Подняв воротник к самому носу, чопорно, словно штопор из пробки, вскидывая колени зигзаг за зигзагом, Левон Давыдович думал о холеной земле Европы, где каждая пядь изучена, спланирована, занесена десятки и сотни раз на всякие карты, где даже техники–изыскатели вымерли за ненадобностью, подобно ихтиозаврам. Ведь не анекдот, что для съемки в колониях англичане выписывали при царе техников из России…

«Проведут под руслом штольню — вот вам в два счета и узнали грунт!
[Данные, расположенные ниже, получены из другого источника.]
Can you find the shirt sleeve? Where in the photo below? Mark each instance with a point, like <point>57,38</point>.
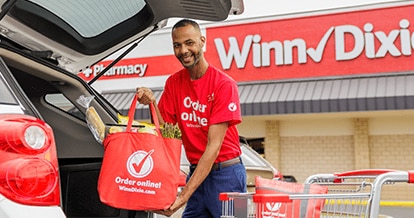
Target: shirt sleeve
<point>226,107</point>
<point>166,103</point>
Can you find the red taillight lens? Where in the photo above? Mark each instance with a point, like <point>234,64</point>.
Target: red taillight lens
<point>28,161</point>
<point>32,177</point>
<point>25,135</point>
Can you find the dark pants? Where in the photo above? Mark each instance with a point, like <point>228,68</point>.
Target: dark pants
<point>205,200</point>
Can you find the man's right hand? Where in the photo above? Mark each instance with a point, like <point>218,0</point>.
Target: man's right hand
<point>145,96</point>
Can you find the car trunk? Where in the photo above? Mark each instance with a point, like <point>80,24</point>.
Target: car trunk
<point>79,154</point>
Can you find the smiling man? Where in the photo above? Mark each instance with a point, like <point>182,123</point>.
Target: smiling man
<point>204,102</point>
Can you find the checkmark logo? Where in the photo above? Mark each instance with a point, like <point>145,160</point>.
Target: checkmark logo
<point>140,163</point>
<point>316,54</point>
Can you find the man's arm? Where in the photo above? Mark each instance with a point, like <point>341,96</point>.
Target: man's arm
<point>216,135</point>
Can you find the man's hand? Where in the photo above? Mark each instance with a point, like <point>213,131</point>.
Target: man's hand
<point>178,203</point>
<point>145,96</point>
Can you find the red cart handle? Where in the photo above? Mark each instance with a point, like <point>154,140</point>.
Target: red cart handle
<point>364,172</point>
А геология для старых дев или воскресной школы», — почти вслух пробормотал он и остановился, потому что передние остановились тоже.

Практикант Фокин, шедший рядом с геологом, один был, должно быть, другого мнения. Он нес бумажный пакетик с глиной. Его обветренное молодое лицо, веснушчатое, как у девочки, напряженное от интереса, всеми точками своими — выпуклым блеском глаз, сжатой вприкуску челюстью и надбровными холмиками — впитывало, казалось, ученую болтовню Ивана Борисовича как даровую учебу. В этом лице было честное уважение к науке, — так в ранней молодости честно уважают женщину.

— Они говорят, — задыхаясь немного от долгого подъема и забыв недавнюю ненависть к начальнику участка, сказал Фокин, — будто эта самая глина и подтверждает ихнюю экспертизу. По–нашему, глина, а по–ихнему…

Как прошлый раз Александр Александрович, начальник участка брезгливо подавил свой рефлекс: «Вот с этакими мы строим!» Светлые, сияющие глаза Фокина глядели сейчас на глину, как тогда на волшебное «пи» в туннеле.

— Факт тот, что на этом нельзя ставить плотину, — сдерживаясь, красный от ветра и насморка, ответил начальник участка.

Геолог разговора не поддержал, — он уже снова шагал вверх, победоносно раздувая, как крылья, полы своей кожаной куртки. Легкая его тросточка вонзалась во встречные камни. Он бормотал, и каждое «о» тянуло в этой бормотке, словно вагонный состав, бесконечную вереницу «а», уподобляясь английскому «то–аст».